Under this, prices will nearly double to $8 from $4.2 per million British thermal unit.
The government claims that the proposed hike will lead to a $500 million additional revenue for the government per annum by way of royalty, taxes and profit on higher rate.
The rate increase was also necessitated as the upstream regulator Directorate General of Hydrocarbons had branded several discoveries made in deep sea as economically unviable to develop at $4.2 price.
The government is debating whether Reliance Industries, whose output from the KGD-6 wells fell to less than one-fourth from peak, should get the new prices because there is a view that the company has been under-producing gas so that it can make a windfall gain from next April.

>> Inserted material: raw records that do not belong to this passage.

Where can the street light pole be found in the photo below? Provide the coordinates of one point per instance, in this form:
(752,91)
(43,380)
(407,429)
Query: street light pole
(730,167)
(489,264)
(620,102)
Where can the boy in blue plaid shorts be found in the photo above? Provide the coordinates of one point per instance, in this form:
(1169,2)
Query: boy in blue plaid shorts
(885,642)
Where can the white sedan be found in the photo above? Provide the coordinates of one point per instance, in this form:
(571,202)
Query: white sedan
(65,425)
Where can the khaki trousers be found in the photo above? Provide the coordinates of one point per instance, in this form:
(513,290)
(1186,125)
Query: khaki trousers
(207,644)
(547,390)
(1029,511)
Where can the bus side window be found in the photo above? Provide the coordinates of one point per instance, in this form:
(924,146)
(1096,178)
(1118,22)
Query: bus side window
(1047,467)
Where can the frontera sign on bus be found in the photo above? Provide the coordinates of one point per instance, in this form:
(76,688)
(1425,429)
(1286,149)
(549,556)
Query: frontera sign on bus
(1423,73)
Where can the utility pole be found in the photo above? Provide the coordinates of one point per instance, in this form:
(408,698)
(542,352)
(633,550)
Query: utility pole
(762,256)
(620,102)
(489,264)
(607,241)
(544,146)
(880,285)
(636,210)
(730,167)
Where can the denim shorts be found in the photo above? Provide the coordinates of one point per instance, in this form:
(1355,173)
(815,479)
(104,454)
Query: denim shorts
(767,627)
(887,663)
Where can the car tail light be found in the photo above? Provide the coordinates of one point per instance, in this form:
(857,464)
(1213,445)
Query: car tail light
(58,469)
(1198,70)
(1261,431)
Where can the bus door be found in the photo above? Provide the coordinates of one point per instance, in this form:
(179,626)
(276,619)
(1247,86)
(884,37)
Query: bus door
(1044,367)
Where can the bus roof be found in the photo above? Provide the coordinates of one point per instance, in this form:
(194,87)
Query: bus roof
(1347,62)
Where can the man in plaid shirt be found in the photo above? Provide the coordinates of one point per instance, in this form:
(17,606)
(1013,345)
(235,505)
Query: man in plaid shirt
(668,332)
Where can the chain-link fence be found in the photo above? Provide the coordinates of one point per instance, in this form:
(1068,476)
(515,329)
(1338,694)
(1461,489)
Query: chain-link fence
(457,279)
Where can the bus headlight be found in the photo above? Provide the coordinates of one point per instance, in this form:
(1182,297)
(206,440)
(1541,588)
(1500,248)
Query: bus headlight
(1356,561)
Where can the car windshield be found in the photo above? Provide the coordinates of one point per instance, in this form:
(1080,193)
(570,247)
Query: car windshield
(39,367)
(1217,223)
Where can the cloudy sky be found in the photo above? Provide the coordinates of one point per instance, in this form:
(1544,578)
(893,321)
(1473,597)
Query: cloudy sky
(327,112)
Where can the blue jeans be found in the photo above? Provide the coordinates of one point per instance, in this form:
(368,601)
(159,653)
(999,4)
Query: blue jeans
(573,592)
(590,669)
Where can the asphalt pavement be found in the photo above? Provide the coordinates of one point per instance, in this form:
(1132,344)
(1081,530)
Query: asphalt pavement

However, recently, the Oil Ministry has proposed that RIL could charge new rates provided it furnishes bank guarantee of $135 million every quarter pending the arbitration on massive fall from its KG-D6 gasfields.
Amongst the biggest opponents of RIL getting new prices is the Finance Ministry, apart from the Oil Ministry; both are backing a plan to cap gas prices from the KG-D6 fields till the company clears past dues.
At least two dozen gas discoveries, holding reserves in excess of 4 trillion cubic feet, made by Reliance will become viable at the new price.
While RIL's KG-D6 gas price was fixed in 2007 at $ 4.205 per mmBtu for first five years of production, APM gas rates were last revised in June 2010 when prices were raised to $4.2 from $1.79.
RIL began production from its eastern offshore KG-D6 field in April 2009.
The government has been accused of letting RIL get away without supplying the promised quantity of gas from the KG-D6 blocks.
Gas output from the two main fields has declined by around 80 per cent to 10 million standard cubic metres per day, instead of rising to the planned 80 million standard cubic metres per day.